Maple is one of the easiest woods to turn but you need sharp tools . If you are getting tear out then your tools are not sharp enough or your technique is wrong . Minwax wood hardener is not usable to fill tear out , it is used for hardening soft , punky woods (stabilizing) . CA is your best bet for filling any tear out you have already gotten but the best thing is to not tear out the grain to begin with . Sharpen your tools and take lighter , shearing cuts to avoid it to begin with .


----------



## Blue Danube (Sep 13, 2010)

Butch,

Thanks for the reply, this is a first for me. Probably fed the Vega duplicator too fast,,,
Bit is sharp, stoned and stropped before use.
 Works much faster for rounding stock blanks in large quantities.

Never had this happen before and it might just be the particular batch of maple...

Hoping to fill the open grain before turning to shape with sharp hand tools.

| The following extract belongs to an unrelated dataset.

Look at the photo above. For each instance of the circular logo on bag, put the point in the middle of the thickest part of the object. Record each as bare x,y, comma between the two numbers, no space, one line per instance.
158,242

BTW- any updates on the abalone pens?? They are to cool for words!


----------



## ldb2000 (Sep 13, 2010)

Blue Danube said:


> Butch,
> 
> Thanks for the reply, this is a first for me. Probably fed the Vega duplicator too fast,,,
> Bit is sharp, stoned and stropped before use.
> ...


 
The duplicator is most likely your problem . The only one I ever used , a friend had to make chess pieces , I felt did a terible job of making a clean cuts on softer woods . As for turning stock round , I turn it round between centers and get it done faster then with the duplicator .... without tear out . 
The Abalone shell stock is on it's way but was held up in customs , my supplier didn't dot all his "i"s and cross all his "T"s correctly . It should be here by the end of the week ..... I hope !!!!


----------



## its_virgil (Sep 13, 2010)

Using a duplicator means the duplicator is having all of the fun turning pens.:biggrin::biggrin::biggrin::wink::wink::wink:   I find a coating of shellac (once dry) helps stiffen the fibers and produces a clean cut. I do this on the final pass.  I mix flakes with denatured alcohol at the rate of 40% flakes and 60% alcohol.
Do a good turn daily!
Don



Blue Danube said:


> Butch,





Blue Danube said:


> Probably fed the Vega duplicator too fast,,,


----------